Actual results could differ materially from these estimates under different
assumptions or conditions.
22
Policies
Revenue Recognition
We recognize revenue from installation, digital marketing, sponsorship and
advertising fees and the sale of WiFi and communication solutions to customers.
Our policy is to record revenue from installation services upon reaching
identified milestones, "percentage of completion" as set out in our customer
agreements. Revenue from marketing, sponsorship and advertising is recognized
when the performance obligation is complete. Recurring revenue from WiFi and
communication solutions is recognized monthly in accordance with the terms of
the contract with the customer.
Research and Development Costs
Our policy is to charge research and development costs to operations as incurred
in accordance with ASC 730-Research and Development, except in those cases in
which such costs are reimbursable under customer funded contracts, in which case
these amounts are included in net sales with the related costs included in cost
of sales in each of the respective periods.
Estimates
Stock-Based Compensation
We use the fair value method to account for Stock-based compensation cost for
stock options or warrants, estimated at the grant date based on each
instrument's fair value as calculated by the Black-Scholes option pricing model.
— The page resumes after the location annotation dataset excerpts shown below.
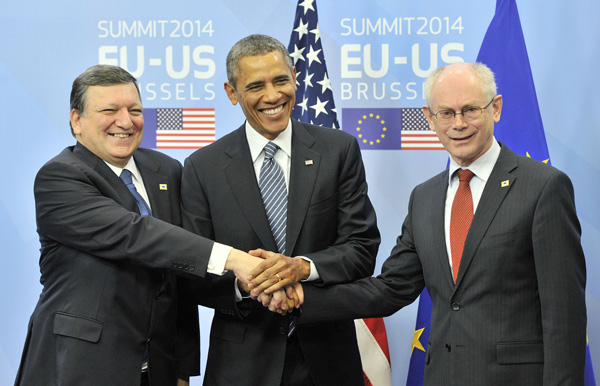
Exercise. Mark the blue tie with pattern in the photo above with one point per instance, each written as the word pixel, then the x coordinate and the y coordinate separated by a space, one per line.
pixel 142 205
pixel 274 194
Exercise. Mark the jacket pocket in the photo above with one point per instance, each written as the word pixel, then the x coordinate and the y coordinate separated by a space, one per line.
pixel 508 353
pixel 77 327
pixel 228 329
pixel 500 238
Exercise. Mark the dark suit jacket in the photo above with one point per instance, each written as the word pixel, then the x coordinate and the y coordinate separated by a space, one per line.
pixel 330 220
pixel 109 291
pixel 517 314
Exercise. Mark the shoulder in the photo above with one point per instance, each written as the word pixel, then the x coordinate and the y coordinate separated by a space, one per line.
pixel 231 142
pixel 322 132
pixel 156 157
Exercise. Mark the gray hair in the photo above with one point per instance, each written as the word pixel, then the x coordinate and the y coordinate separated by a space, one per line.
pixel 253 45
pixel 483 72
pixel 98 75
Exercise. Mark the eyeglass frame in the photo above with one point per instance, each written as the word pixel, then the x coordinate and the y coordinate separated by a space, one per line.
pixel 462 112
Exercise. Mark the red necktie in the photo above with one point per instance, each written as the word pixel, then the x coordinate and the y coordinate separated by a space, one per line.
pixel 460 219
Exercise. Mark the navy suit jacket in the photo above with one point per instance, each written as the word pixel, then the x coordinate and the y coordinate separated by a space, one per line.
pixel 109 293
pixel 517 314
pixel 330 220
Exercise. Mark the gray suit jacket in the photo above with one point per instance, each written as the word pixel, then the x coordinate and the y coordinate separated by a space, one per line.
pixel 517 314
pixel 109 290
pixel 330 220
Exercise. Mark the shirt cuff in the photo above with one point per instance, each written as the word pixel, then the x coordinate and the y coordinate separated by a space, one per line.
pixel 314 274
pixel 218 257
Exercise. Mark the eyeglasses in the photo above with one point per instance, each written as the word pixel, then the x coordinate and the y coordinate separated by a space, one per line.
pixel 468 112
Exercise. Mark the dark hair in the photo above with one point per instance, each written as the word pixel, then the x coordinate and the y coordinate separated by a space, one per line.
pixel 98 75
pixel 253 45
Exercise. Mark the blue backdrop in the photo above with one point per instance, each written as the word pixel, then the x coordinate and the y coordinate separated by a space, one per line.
pixel 378 53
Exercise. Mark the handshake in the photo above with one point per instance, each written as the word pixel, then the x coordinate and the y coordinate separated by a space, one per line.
pixel 271 278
We recognize stock-based compensation cost as expense ratably on a straight-line
basis over the requisite service period for the award.
Stock Settled Debt
In certain instances, the Company will issue convertible notes which contain a
provision in which the price of the conversion feature is priced at a fixed
discount to the trading price of the Company's common shares as traded in the
over-the-counter market. In these instances, the Company records a liability,
in addition to the principal amount of the convertible note, as stock-settled
debt for the fixed value transferred to the convertible note holder from the
fixed discount conversion feature.
Recent Accounting Pronouncements
In August 2020, the FASB issued ASU 2020-06 to simplify the current guidance for
convertible instruments and the derivatives scope exception for contracts in an
entity's own equity. Additionally, the amendments affect the diluted EPS
calculation for instruments that may be settled in cash or shares and for
convertible instruments. The update also provides for expanded disclosure
requirements to increase transparency. For SEC filers, excluding smaller
reporting companies, this update is effective for fiscal years beginning after
December 15, 2021, including interim periods within those fiscal years. Early
adoption is permitted. For all other entities, this update is effective for
fiscal years beginning after December 15, 2023, including interim periods
therein. The Company adopted this ASU effective January 1, 2021.
The Company has reviewed all recently issued, but not yet effective, accounting
pronouncements and do not believe the future adoption of any such pronouncements
may be expected to cause a material impact on its financial condition or the
results of its operations.
Changes In and Disagreements with Accountants on Accounting and Financial
Disclosure
Since inception, we have had no changes in or disagreements with our
accountants. Our audited financial statements have been included in this
prospectus in reliance upon Pinnacle Accountancy Group of Utah (a dba of Heaton
& Company, PLLC), as experts in accounting and auditing.